An integrated dual-signal self-powered flexible sensor based on ferrocene-mediated biofuel cell for glucose detection

Abstract

Continuous glucose level monitoring is essential for the effective treatment of diabetes and overall metabolic health, requiring advanced sensing technologies that provide precise, reliable, and sustained performance in physiological situations. This study presents an integrated enzymatic dual-signal self-powered flexible sensor based on ferrocene-mediated glucose biofuel cells (BFCs), allowing rapid glucose detection through dual signal transduction of current and electrochromic response.
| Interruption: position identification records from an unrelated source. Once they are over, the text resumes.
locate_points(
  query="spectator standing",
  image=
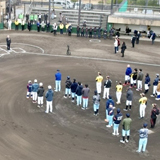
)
(116, 121)
(29, 25)
(61, 26)
(155, 83)
(40, 93)
(115, 45)
(73, 89)
(16, 24)
(58, 77)
(123, 48)
(35, 87)
(142, 107)
(139, 80)
(143, 138)
(54, 28)
(108, 102)
(8, 41)
(99, 80)
(107, 86)
(154, 114)
(96, 103)
(119, 88)
(147, 83)
(129, 98)
(68, 87)
(79, 94)
(49, 100)
(85, 96)
(29, 89)
(127, 75)
(133, 41)
(9, 24)
(38, 26)
(126, 125)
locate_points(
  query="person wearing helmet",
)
(143, 138)
(126, 124)
(96, 103)
(40, 93)
(29, 89)
(68, 87)
(35, 87)
(154, 113)
(155, 83)
(119, 88)
(142, 107)
(49, 99)
(85, 96)
(116, 121)
(99, 80)
(79, 93)
(58, 81)
(73, 89)
(129, 98)
(107, 86)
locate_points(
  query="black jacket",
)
(40, 91)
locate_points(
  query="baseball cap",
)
(127, 115)
(145, 124)
(49, 87)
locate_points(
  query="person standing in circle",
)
(8, 40)
(99, 80)
(123, 48)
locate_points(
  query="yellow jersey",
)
(99, 78)
(119, 88)
(143, 100)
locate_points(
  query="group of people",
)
(80, 94)
(132, 79)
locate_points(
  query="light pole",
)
(49, 16)
(79, 13)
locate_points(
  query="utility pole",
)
(49, 15)
(146, 6)
(111, 6)
(79, 13)
(9, 9)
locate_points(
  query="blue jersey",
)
(29, 87)
(117, 118)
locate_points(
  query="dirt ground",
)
(69, 133)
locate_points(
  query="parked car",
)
(88, 6)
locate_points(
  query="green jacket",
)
(126, 123)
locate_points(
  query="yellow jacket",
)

The anode (flexible Au/CNT–rGO paper films), functionalized with glucose oxidase/ferrocene (GOD/Fc), catalyzes glucose oxidation to gluconate and generates electrons and outputs the current signal, where Fc facilitates electron transport to mitigate oxygen dependency. The cathode (ITO/PET) provides a visual signal with chitosan@prussian (CS@PB) nano-composite integrated as an electrochromic region. The sensor exhibits a low detection limit of 0.018 mM and a linear detection range from 0.1 to 80 mM, with excellent selectivity and stability. In addition, clinical serum glucose and urine testing experiments validated the sensor's efficacy, demonstrating its potential for biomedical research and clinical applications. The sensor's self-power generation and dual-signal readout provide a promising platform for the development of point-of-care (POC) devices tailored for personalized metabolic health assessment.